Cambio de plano:
Plano desde el punto de vista de la chica enterrada:

El hombre bajito es de mediana edad, está muy pálido pero no parece débil. El perro es un gran perro negro que parece aún más grande al lado del hombre.
El hombre dice (mirando a la cámara):
"¡Ahí estás!"

Le vemos excavando en la nieve con una pequeña pala;al hacerlo, arroja nieve sobre el objetivo de la cámara, cada vez más, hasta que la cubre por completo de nieve.

Escuchamos que el hombre silba al perro y se aleja entre la nieve.
Cambio de plano:
La habitación.

Las niñas ven a la doble y preguntan si está listo su desayuno. Sin esperar a la respuesta, pasan junto a ella cogidas de la mano alegremente y salen de la habitación.

La niña que sale en último lugar mira a la doble a los ojos por un instante y sonríe.

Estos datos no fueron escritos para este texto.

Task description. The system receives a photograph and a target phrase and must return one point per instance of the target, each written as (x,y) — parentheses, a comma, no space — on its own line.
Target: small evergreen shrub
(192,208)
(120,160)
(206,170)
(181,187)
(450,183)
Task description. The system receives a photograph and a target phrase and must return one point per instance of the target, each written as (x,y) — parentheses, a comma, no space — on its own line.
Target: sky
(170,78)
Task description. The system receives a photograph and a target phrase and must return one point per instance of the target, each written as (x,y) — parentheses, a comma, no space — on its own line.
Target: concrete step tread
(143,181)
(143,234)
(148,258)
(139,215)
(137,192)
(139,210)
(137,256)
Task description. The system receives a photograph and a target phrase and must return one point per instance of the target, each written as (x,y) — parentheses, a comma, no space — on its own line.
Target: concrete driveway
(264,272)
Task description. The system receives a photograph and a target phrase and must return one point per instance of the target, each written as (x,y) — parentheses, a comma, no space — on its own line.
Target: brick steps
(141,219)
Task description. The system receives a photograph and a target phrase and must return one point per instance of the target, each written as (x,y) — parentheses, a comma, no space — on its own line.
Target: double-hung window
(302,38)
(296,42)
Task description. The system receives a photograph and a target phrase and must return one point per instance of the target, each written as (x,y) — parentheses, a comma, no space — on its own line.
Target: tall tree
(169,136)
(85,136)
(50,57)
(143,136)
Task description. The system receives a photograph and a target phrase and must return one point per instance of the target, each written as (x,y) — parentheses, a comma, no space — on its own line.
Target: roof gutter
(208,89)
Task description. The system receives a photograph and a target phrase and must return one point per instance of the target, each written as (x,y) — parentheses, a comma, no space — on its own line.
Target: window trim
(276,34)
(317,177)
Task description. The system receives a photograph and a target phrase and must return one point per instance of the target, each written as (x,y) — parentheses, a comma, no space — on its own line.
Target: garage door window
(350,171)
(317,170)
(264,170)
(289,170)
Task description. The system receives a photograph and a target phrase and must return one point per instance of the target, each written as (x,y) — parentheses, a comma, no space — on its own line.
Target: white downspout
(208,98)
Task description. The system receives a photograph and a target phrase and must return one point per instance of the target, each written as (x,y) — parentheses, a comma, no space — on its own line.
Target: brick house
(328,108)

Después la coge de la mano y la lleva fuera de la habitación, junto con los otros.

La doble parece desorientada, pero ya no está asustada.
Cambio de plano:
El pasillo.

Bajan las escaleras. Todavía cogidas de la mano, van dando saltitos hasta la cocina.
Cambio de plano:
La cocina.

Las niñas se sientan alrededor de la mesa con los otros, comen y charlan. En la mesa está la tortilla, una botella de leche y una fuente de fruta. La doble permanece de pie.

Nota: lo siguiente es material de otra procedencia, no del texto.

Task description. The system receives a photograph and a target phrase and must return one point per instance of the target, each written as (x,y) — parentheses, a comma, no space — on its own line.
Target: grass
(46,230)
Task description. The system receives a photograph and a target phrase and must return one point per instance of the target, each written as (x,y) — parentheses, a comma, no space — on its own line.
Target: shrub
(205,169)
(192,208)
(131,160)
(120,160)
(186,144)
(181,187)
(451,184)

La mujer con el vendaje acaricia a la doble en la cabeza, le quita el jersey y los pantalones, dejando ver su ropa de deporte.
Cambio de plano:
El enano coge una fresa de la fuente y la sostiene en el aire como queriendo llamar la atención, con fingida seriedad. Todos le miran primero a él y después a la mujer con el vendaje, expectantes. La tragafuegos le dice a la mujer con el vendaje "venga, un pequeño sacrificio para que se rían los niños".

La mujer guiña a la doble de forma tranquilizadora. Se levanta y abre la boca. El enano apunta con cuidado. Todos están en silencio. El enano lanza la fresa, no acierta en la boca de la mujer y la fresa sale volando por la ventana de detrás. Todos se ríen y aplauden, excepto la doble.
Cambio de plano:
Primer plano - la expresión de la doble indica que, de repente, ha comprendido o recordado algo.
Cambio de plano:
La doble corre hasta el pasillo, lleva una silla hasta la ventana y se sube en ella.
Cambio de plano:
A través de la ventana, se ve la pradera: es primavera. Una mañana soleada.

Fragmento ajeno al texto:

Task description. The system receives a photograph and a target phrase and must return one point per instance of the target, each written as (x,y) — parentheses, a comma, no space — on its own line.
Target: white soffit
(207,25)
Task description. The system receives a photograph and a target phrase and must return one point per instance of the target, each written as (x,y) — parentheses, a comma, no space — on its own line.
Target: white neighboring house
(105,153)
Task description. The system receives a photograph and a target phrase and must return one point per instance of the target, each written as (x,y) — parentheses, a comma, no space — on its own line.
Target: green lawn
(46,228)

El gran perro negro está allí, comiendo hierba.

El hombre bajito está cerca, de espaldas a la cámara. Está agachado junto al punto en el que estaba enterrada la niña, plantando la tierra con la palita.

Termina y se levanta. Puede verse una azucena en ese mismo punto.

El hombre y el perro se alejan.

Vemos el reflejo de la cara de la doble. Ella sonríe.